Это совершенно невозможно! Моя мать с раннего детства и до смерти была религиозной и кротчайшего характера, и кошка замяукала во время мессы, незадолго до выпуска, только потому, что польский институт не хотел дать шифра русской. Вероятно, это было для девочки большим огорчением, — мать вспоминала об этом всю жизнь. Когда я был маленьким, пятым в семье ребенком, я представлял себе странную картину: идет обедня, и кто то за стеной нарочно дергает за хвост кошку, чтобы не дали маме большого банта на платье (так представлялся мне шифр).
Институткой она осталась до конца жизни. Одевалась чистенько, аккуратно, изящно; никто, даже по утрам, не видал ее непричесанной. Молилась она по книжечке, — хотя была православной. Ложась спать, вспоминала, что случилось за день дурного, и что хорошего, и что, белое или черное, перевесило сегодня. И каждый день, от института до смерти, занималась по утрам иностранными языками по сохранившейся институтской книжке: французским, немецким и английским.
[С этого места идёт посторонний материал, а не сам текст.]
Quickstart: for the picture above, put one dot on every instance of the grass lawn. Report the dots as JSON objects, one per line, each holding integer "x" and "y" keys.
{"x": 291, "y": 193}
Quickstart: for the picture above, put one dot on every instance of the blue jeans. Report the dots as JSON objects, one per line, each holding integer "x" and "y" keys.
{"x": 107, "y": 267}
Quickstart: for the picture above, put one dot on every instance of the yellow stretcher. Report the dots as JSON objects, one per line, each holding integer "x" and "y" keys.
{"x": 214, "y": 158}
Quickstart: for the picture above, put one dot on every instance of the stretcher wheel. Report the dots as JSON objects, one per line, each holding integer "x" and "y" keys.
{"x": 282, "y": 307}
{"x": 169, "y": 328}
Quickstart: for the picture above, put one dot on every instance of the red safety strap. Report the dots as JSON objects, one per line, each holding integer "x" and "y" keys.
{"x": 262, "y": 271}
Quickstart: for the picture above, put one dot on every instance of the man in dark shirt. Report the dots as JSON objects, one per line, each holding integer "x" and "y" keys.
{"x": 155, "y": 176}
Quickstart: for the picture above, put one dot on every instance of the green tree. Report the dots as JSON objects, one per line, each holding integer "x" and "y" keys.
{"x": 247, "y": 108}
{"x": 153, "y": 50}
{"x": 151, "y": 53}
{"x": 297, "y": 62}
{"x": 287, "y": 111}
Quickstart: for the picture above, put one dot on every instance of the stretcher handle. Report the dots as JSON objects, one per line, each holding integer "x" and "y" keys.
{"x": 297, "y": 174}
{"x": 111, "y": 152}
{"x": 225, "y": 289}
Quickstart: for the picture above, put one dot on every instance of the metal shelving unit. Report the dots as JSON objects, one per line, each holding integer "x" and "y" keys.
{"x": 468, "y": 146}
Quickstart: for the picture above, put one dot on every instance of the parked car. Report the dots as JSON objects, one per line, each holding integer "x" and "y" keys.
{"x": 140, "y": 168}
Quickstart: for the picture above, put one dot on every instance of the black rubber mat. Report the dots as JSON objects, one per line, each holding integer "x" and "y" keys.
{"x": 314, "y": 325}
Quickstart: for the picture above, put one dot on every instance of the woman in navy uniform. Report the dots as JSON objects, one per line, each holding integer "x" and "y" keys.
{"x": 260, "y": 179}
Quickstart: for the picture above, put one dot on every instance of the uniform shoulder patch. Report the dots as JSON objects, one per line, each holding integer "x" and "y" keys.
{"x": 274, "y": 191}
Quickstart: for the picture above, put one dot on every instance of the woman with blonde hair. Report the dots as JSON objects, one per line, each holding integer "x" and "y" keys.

Эта книжка, толстая, переплетенная в кожу и за полвека ежедневного употребления оставшаяся чистой и непотрепанной, содержала параллельный перевод изысканных выражений на трех языках. Полоской картона мать закрывала два столбца, оставляя третий. По тексту французскому — вспоминала два других текста, немецкий и английский; затем закладка передвигалась, — и по английскому припоминались идиотизмы двух других языков; затем открывался текст немецкий.
Толстую книгу мать знала наизусть. Когда (очень редко в глухой провинции) ей приходилось говорить с французом, англичанином или немцем, она их поражала своим языком: они объяснялись попросту, разговорно, она же подавала реплики на языке изысканном, изощренном, старинном, на каком не только говорить, а и писать уже перестали. С содержателем же колбасной, приходя за покупками, она говорила по польски; этот язык, знакомый с детства, она никогда не забывала: говорила на нём, как полька, и напевала на нем старинную песенку о месяце, заглянувшем к окошко.
— Легкий язык, — говорил мой отец, никогда в Польше не бывавший. — Отец — ойтец, мать — майтец, мыло — мыдло, было — быдло… А еще — не пепшь Петше пепшем вепша…
Было у институтки пятеро детей (да еще один умер маленьким): пять биографий произвела на свет. Это не легко дается. Все пять биографий начинались одинаково: кормление, скарлатина, гимназия… Когда дошло дело до младшего, до меня, мать отлично знала не только геометрию, но и латинский язык. И в первый класс я поступил, обучившись у нее большему, чем должны были научить меня к концу первого года. Даже Цезаря немножко разбирал. И когда начали мы читать в классе: Gallia est divisa in partes tres. — заботами матери моей я уже давно знал, что это значит.
Но кроме латыни есть и арифметика. Уже одиннадцать часов, спать пора, — а третья задача из Евтушевского еще не решена. Мать только что кончила заниматься с сестрой, которая никак не могла запомнить названия полуостровов.
— Ну, Пиренейский же, Пиренейский, ты запомни: «перина», на которой спят. Повтори все полуостровы.
Сестра повторяет, — и опять забыла Пиренейский.
— Я же научила тебя, как запомнить. Ну на чем спят?
И кончиками губ шепчет моя сестренка:
— По-ду-шечный?
Сестра идет спать, а я все еще пишу напрасные палочки в тетради. Рядом со мной мать тоже решает задачку, шепча про себя: — 354 фунта, 8 лотов и три золотника картофеля помножить на 17 и 6 в периоде…
Ну за что мучат и ребенка и мать! Все-таки она решила, я переписал в свою тетрадку. Крестит меня, целует — иду спать и я.
А на другой день двойка за устный ответ. Спрашивали пустяк, а я не ответил, потому что голова устала от глупых этих цифр, от вечного сиденья над задачником. Мне горе, маме тоже грустно: смотрит глазами печальными. Ушел в свою комнату, опустился перед постелью на колени, голову уткнул в подушку, заплакал и заснул. Сколько буду жить — никогда не прощу своих слез сухому учителю арифметики: зачем мальчика мучил!
Проснулся оттого, что мать обняла за шею. Она тоже на коленях перед кроватью и тоже заплаканная. Слезы из детских и взрослых глаз, потому что так трудно помножить картофель на 17 и 6 в периоде, когда и другой зубрежки много, когда нужно еще запомнить, что Максимилиан Первый любил ходить на охоту, чтобы переплетать книги в кожаный переплет, и что город Брюссель славится своими кружевами. Так до самой смерти не перестану не любить педагогов; ведь это они выдумали и кошку за обедней в мамином институте!